Cameroun - Acquittement de Laurent Gbagbo/Me Josette Kadji (avocate de l’ancien président ivoirien): «Le Droit a été dit dans toute sa beauté et sa clarté»

Africa-PressCameroun. Le 31 mars 2021, la Cour Pénale Internationale (CPI) a définitivement refermé le dossier ouvert il y a dix ans, pour crimes contre l’humanité, contre l’ancien président ivoirien Laurent Gbagbo et son ancien ministre Charles Blé Goudé, après l’acquittement des deux personnalités ivoiriennes.

Me Josette Kadji,

avocate agréée auprès de la Cour Pénale Internationale, faisait partie de l’équipe de défense de l’ex-numéro un ivoirien. Pour elle, c’est un sentiment de joie, de fierté pour le résultat obtenu après un immense travail. «Sentiment de satisfaction car la CPI a rendu la Justice avec un «J», le Droit a été dit dans toute sa beauté et sa clarté», se félicite l’avocate camerounaise dans une interview publiée dans les colonnes du journal Le Messager de ce lundi 5 avril 2021.

Elle révèle que les avocats de la défense étaient «confiants», «car nous savions être dans la vérité, mais dans la mesure où l’on ne peut jurer de rien, nous étions prudents». Après l’acquittement prononcé par la CPI, Me Josette Kadji précise qu’aucun tribunal ne pourra plus poursuivre Laurent Gbagbo et Blé Goudé pour les faits de crimes contre l’humanité, génocide et autres crimes inhumains «et pour tout ce que ces infractions auraient pu entrainer comme conséquences».

Au sujet des procédures pendantes devant les tribunaux ivoiriens, l’avocate pense que ces procédures en Côte d’Ivoire sont de la «gesticulation politique. S’agissant donc de poursuites basées sur la politique, nous verrons bien ce que l’Etat de Côte d’Ivoire décidera», peut-on lire.

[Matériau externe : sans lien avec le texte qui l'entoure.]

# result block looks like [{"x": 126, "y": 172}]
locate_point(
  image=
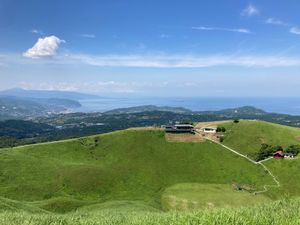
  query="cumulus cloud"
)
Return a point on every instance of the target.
[
  {"x": 88, "y": 35},
  {"x": 164, "y": 36},
  {"x": 295, "y": 30},
  {"x": 44, "y": 47},
  {"x": 35, "y": 31},
  {"x": 238, "y": 30},
  {"x": 250, "y": 10}
]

Pour rappel, les violences qui ont éclaté lors de la présidentielle de 2010 ont fait près de 3000 morts. Pour des victimes et familles de victimes, la décision prise par la CPI est une prime à l’impunité. «Je comprends tout à fait la déception des victimes, car elles se rendent compte que les vrais commanditaires de ces crimes sont dans l’impunité totale .Comme dit le Président Gbagbo, c’est celui qui a perdu les élections de 2010 qui a eu intérêt à créer des troubles en Côte d’Ivoire», répond Me Kadji, qui rappelle que le bureau du procureur a montré son incapacité à apporter «de façon juridique la preuve de leurs allégations basées pour la plupart sur des «on dit», même parfois de 3ème degré, cela n’a pas honoré ce tribunal qui se veut exemplaire, une de ses composantes, la Poursuite ayant fait un travail complètement bâclé et uniquement à charge», martèle l’avocate.